UN says Libyan weapons looted during the 2011 conflict have ended up in the hands of extrem!st groups in Nigeria. See the security implications for Nigeria.

UN says Libyan weapons looted back in 2011 are now being used by extremist groups right here in Nigeria.

The United Nations just confirmed what plenty security people have been shouting about for years—weapons from Libya’s 2011 war are feeding the insecurity tearing Nigeria apart.

UN Says Libyan Weapons Looted: What Did They Actually Say?

The United Nations dropped a report confirming that UN says Libyan weapons Nigeria’s extremist groups are carrying today came straight from the 2011 Libyan mess.

After Muammar Gaddafi’s government crashed in 2011, massive weapon stores got raided and looted from Libyan military bases. Those weapons didn’t just vanish into thin air—they spread all across the Sahel and down into West Africa.

Now, more than ten years later, UN says Libyan weapons Nigeria’s Boko Haram, bandits, and other armed groups are using to attack our people.

UN Says Libyan Weapons Looted: How Did These Guns Even Reach Here?
When UN says Libyan weapons Nigeria is fighting against came from Libya, it brings up serious questions about how these guns traveled thousands of kilometers without anyone stopping them.

Weapons smugglers moved rifles, bullets, and even heavy war equipment across open borders through Chad, Niger, and straight into Nigeria.

The total failure to lock down Libya’s weapons after Gaddafi fell created a security nightmare that Nigeria is still bleeding from today.

UN Says Libyan Weapons looted: Look at the Damage

The fact that UN says Libyan weapons looted are now in the hands of Nigeria’s extremists explains so much about why v!olence has gotten worse in recent years.

We’re not talking about small local guns here.

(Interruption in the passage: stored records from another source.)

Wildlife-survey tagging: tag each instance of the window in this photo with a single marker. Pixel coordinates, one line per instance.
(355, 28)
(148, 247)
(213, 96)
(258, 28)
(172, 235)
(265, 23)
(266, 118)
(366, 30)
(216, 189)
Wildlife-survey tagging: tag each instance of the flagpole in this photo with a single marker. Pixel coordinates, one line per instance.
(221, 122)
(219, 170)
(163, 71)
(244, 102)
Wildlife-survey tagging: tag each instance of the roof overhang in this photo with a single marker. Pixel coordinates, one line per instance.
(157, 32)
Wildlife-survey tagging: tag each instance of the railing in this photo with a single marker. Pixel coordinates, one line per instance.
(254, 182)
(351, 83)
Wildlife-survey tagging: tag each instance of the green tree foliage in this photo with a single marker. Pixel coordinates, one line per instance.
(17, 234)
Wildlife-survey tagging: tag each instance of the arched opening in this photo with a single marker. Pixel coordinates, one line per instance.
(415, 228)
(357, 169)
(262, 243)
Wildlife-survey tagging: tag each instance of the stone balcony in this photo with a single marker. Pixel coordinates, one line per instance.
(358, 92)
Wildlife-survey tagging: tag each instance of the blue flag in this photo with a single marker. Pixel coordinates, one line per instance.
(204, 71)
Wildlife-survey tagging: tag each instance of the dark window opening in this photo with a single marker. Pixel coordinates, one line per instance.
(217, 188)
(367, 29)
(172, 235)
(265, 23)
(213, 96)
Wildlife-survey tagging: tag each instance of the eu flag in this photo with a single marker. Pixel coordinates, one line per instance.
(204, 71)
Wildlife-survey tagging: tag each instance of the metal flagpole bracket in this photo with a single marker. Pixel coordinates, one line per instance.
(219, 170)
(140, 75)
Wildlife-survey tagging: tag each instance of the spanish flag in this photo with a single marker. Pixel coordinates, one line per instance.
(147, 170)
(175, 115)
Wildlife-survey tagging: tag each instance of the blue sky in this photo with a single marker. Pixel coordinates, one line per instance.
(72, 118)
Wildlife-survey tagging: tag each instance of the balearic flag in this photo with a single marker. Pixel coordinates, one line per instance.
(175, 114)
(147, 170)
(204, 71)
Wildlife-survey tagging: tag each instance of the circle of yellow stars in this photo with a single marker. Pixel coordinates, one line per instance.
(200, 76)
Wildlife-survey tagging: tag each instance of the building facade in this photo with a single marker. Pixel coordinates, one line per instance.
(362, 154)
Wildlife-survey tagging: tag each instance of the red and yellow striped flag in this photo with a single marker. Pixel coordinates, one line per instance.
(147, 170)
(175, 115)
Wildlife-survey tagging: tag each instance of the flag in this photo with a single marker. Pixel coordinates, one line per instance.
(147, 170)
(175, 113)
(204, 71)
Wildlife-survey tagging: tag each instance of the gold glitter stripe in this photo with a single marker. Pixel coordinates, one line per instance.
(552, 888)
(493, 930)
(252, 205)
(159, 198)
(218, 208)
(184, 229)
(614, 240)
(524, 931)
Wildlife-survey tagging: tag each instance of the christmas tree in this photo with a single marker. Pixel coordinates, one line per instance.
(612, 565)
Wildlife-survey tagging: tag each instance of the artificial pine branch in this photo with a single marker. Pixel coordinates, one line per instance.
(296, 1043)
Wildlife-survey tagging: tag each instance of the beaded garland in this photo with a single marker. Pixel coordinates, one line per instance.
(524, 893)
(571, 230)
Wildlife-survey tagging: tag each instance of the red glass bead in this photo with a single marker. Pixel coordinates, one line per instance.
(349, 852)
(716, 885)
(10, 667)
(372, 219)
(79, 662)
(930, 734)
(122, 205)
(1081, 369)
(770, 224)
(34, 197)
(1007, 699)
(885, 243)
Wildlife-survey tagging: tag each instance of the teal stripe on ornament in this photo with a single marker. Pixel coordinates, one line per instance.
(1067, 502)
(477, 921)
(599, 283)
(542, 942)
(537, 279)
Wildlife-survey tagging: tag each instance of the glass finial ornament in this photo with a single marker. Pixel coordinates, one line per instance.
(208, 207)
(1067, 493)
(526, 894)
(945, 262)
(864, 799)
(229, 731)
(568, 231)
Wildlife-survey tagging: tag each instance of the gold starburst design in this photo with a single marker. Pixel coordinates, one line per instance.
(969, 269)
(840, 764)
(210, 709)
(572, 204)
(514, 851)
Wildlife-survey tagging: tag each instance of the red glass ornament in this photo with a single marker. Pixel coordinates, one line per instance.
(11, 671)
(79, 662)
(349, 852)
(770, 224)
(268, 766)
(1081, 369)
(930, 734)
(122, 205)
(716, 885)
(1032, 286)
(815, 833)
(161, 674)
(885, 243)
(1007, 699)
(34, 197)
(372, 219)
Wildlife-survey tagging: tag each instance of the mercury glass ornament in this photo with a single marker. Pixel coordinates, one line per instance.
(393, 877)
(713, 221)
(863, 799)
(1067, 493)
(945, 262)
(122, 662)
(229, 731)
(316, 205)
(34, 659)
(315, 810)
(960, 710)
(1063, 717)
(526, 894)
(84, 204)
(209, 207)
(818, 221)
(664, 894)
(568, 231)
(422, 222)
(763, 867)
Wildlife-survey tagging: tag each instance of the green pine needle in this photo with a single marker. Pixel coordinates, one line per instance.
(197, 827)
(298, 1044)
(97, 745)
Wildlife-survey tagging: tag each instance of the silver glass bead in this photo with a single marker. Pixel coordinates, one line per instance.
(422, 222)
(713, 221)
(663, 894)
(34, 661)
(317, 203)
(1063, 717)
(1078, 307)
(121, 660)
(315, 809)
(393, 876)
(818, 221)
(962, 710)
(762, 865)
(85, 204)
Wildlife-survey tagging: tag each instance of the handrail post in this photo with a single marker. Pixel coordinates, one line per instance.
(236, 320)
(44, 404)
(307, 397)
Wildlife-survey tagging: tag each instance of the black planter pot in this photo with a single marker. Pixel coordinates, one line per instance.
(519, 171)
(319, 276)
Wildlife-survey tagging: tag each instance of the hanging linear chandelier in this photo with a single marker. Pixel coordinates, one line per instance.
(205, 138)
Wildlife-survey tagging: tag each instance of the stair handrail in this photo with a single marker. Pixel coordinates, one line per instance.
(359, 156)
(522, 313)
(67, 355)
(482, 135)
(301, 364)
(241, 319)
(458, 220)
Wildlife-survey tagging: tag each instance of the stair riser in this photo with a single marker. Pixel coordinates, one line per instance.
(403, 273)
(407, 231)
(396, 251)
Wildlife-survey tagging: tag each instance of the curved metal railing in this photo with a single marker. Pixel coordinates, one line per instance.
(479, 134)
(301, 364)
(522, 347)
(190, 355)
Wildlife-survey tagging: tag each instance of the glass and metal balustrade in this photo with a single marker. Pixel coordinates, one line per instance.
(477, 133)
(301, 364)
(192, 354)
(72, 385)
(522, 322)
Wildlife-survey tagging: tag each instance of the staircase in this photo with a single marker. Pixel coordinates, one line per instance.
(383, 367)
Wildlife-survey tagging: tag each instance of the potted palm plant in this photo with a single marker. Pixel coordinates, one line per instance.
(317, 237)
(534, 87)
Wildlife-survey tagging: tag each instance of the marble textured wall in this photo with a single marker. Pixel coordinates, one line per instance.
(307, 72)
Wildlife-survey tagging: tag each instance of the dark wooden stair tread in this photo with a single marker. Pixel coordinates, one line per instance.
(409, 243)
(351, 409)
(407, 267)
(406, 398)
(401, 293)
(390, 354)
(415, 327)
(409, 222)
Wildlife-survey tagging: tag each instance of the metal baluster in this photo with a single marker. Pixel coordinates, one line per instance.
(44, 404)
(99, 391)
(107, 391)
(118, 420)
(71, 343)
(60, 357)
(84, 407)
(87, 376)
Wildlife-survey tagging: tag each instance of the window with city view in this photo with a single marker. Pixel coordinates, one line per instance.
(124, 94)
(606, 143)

Reports show that looted Libyan military stores included:

Assault rifles (AK-47s, FN FALs)
Heavy machine guns
Rocket-propelled grenades (RPGs)
Anti-aircraft weapons
Explosives and boxes of ammunition
With all this firepower, extremist groups became better armed than some of our own local security forces, making it nearly impossible to win against insurgency.

UN Says Libyan Weapons looted: See How Nigerians Are Taking This News
Ever since UN says Libyan weapons Nigeria is battling came from Libya went public, Nigerians have been talking.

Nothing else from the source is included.